Main results: Two small studies satisfied the inclusion criteria. They were consecutive phases of development of the same training curriculum and assessment tool. The intervention was administered by a volunteer on the basis of written and oral instruction. In both studies the randomization technique was inadequate, being based on alternation, and masking was not achieved. Training had no effect in the first study while it was found to be beneficial in the second. Reasons for this may have been: the high scores obtained in the first study, suggestive of little need for training and small room for further improvement (a ceiling effect), and the refinement of the curriculum allowing better tailoring to patients' specific needs and characteristics, in the second study.

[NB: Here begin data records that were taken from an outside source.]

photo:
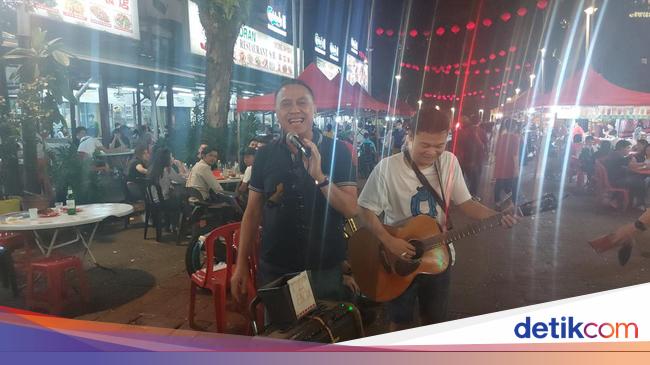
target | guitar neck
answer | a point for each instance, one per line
(471, 230)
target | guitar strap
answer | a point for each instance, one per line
(427, 185)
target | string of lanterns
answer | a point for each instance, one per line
(455, 28)
(498, 89)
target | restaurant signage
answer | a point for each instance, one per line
(334, 52)
(277, 21)
(354, 46)
(252, 49)
(356, 71)
(118, 17)
(320, 44)
(327, 68)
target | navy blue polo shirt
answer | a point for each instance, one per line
(300, 230)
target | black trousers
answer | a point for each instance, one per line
(507, 186)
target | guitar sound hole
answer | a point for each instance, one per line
(419, 251)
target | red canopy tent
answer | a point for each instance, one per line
(596, 90)
(325, 93)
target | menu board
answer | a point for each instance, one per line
(253, 49)
(118, 17)
(327, 68)
(357, 71)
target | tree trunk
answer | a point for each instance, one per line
(30, 162)
(221, 35)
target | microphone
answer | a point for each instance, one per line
(293, 139)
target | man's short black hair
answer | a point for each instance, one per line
(209, 148)
(294, 82)
(622, 144)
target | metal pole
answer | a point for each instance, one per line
(295, 38)
(369, 47)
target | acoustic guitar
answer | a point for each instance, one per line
(382, 276)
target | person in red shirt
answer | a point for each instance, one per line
(471, 152)
(506, 167)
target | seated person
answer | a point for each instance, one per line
(162, 172)
(201, 177)
(618, 164)
(137, 168)
(639, 150)
(88, 144)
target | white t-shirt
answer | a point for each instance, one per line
(89, 145)
(247, 174)
(394, 189)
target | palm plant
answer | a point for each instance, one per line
(43, 85)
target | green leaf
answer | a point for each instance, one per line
(62, 58)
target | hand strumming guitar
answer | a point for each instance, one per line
(399, 247)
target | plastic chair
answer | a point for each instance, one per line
(9, 243)
(217, 279)
(58, 291)
(604, 187)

Authors' conclusions: The review found two small trials with similar methods, comparing (O&M) training to physical exercise, which were unable to demonstrate a difference. Therefore, there is little evidence on which type of orientation and mobility training is better for people with low vision who have specific characteristics and needs. Orientation and mobility instructors and scientists should plan randomised controlled studies to compare the effectiveness of different types of O&M training. A consensus is needed on the adoption of standard measurement instruments of mobility performance which are proved to be reliable and sensitive to the diverse mobility needs of people with low vision. For this purpose, questionnaires and performance-based tests may represent different tools that explore people with low vision's subjective experience or their objective functioning, respectively.
Plain Language Summary:

Orientation and mobility ability to move training for people with low vision

Progressive visual impairment often affects people as they age. Training is used to help people with low vision maintain take care of, keep, keep up travel independence, with new orientation and mobility ability to move skills to compensate make up, pay, reward for reduced visual information. information, to learn more Orientation is the ability skill, are able, can to recognise one's position job, rank, class, grade in relation to the environment, whereas while, but mobility ability to move is the ability skill, are able, can to move around safely and efficiently. Orientation and mobility ability to move (O&M) training teaches people to use their remaining vision and other senses to get around. Canes and optical aids may also be used.

We found two small studies with a total of 63 people comparing O&M training delivered by a trained volunteer to physical body, bodily, real exercise. These studies did not show a difference between the two interventions, but they had little power to do so because of the small sample size and poor methodological quality. There were no adverse bad, dangerous, hurtful, harmful effects of O&M training in these studies.

There is little evidence from randomised controlled trials on which type of O&M training is better for people with low vision who have specific characteristics and needs.